Sainsbury is edging lower ahead of its latest trading update due at the end of September, despite recent market share data showing that it is outperforming rivals.
Analyst David McCarthy at HSBC has cut his profit forecasts for the supermarket, given deflation, increased competition and other cost increases. Issuing a note with a reduce recommendation and 200p price target, He said:
Ahead of the second quarter statement....we are cutting pretax profit by 6% for this year, 9% for next year and 16% for 2017/18. We now expect profits to fall for the next three years as Sainsbury and the industry corrects strategic mistakes over pricing and expansion made over much of the last 7 or 8 years.
We forecast the retail operating margin to fall this year to 2.5%, and a further 10 basis points per annum for the following two years. This is due to the impacts of rising costs (eg wages, pension auto-enrolment and rent rises), like for like sales declines and gross margins under intense pressure due to intensifying competition. Sainsbury’s balance sheet remains weak, with a large leasehold content compared to Morrisons, and an accompanying rent bill (around 2.5% of sales). This leaves Sainsbury strategically vulnerable in our view.
Second quarter trading likely to show improvement but this does not detract from the bigger strategic issues. Like for like sales (ex-fuel) were down 2% in the first quarter of 2015/16 and we now expect flat like for like sales for the second quarter. This is a meaningful improvement, but it is against comps that improve by 1.7%, so the two year like for like number (a measure we see growing in importance) is likely to be broadly flat. We expect total sales (ex-fuel) to be up around 1.5% for the second quarter.
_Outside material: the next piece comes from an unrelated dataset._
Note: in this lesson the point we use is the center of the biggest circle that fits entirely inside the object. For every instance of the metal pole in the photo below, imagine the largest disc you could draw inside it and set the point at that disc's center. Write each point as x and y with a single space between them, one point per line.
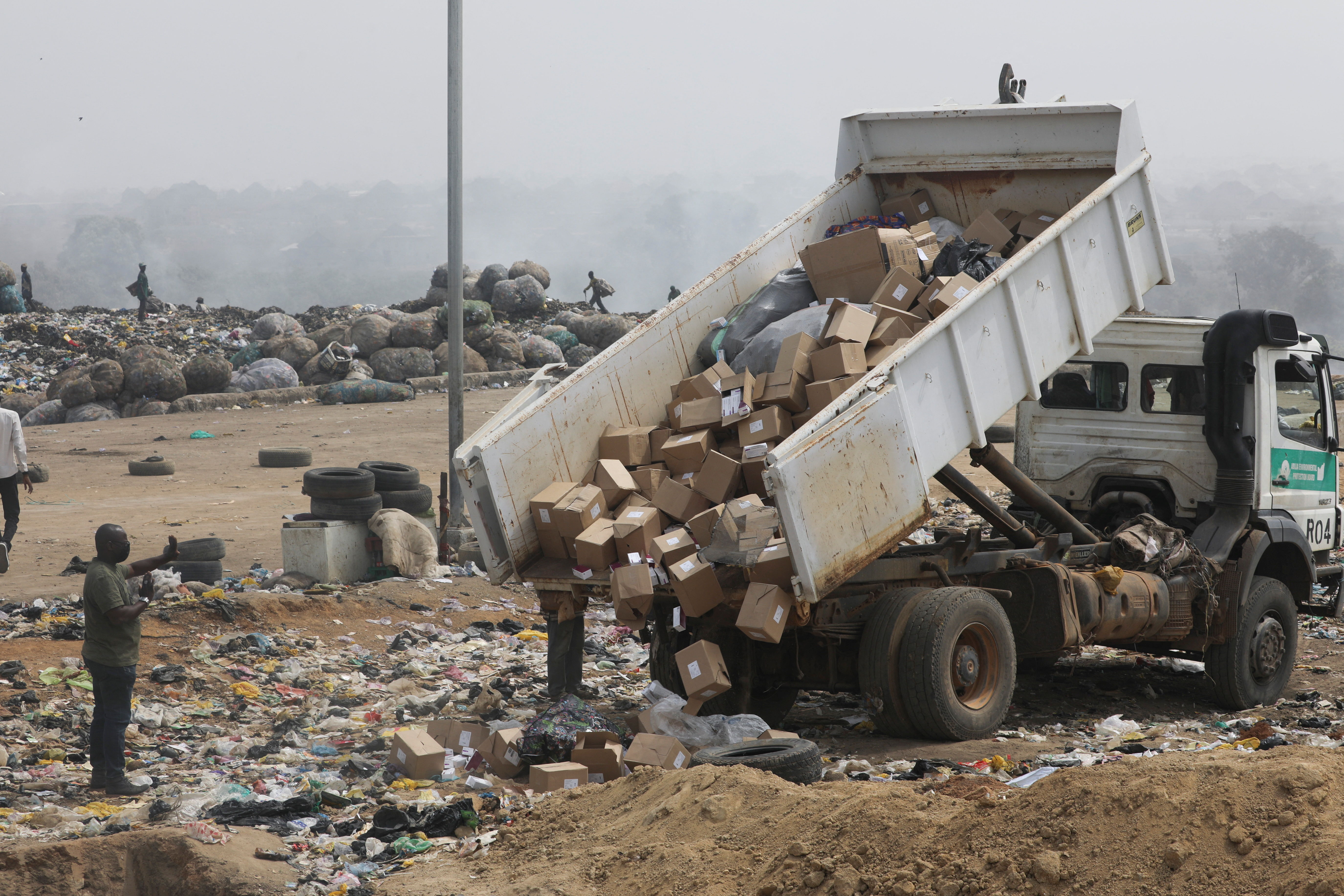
455 257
Meanwhile Barclays was more positive, saying:
Although this is only a trading statement, the company occasionally makes some comment on its satisfaction (or otherwise) with the level of consensus pretax profit estimates.
We tend to think that the ongoing tough competition in the industry - combined with the recent announcement of 4% pay rises for store staff - add a clear headwind. On the other hand, better profitability on fuel - and possibly lower levels of Brand Match rebates, given a seemingly less competitive Asda - may provide some relief. We would not expect any significant profit comments at this stage.
We reiterate our equal weight rating and £2.50 target price on Sainsbury. The stock is trading on a 2016 estimated PE of 10.8 times, versus the European sector average of 15.4 times, and its most relevant peer Morrison on 14.7 times.
Sainsburys’ shares are currently down 2.4p at 226.3p.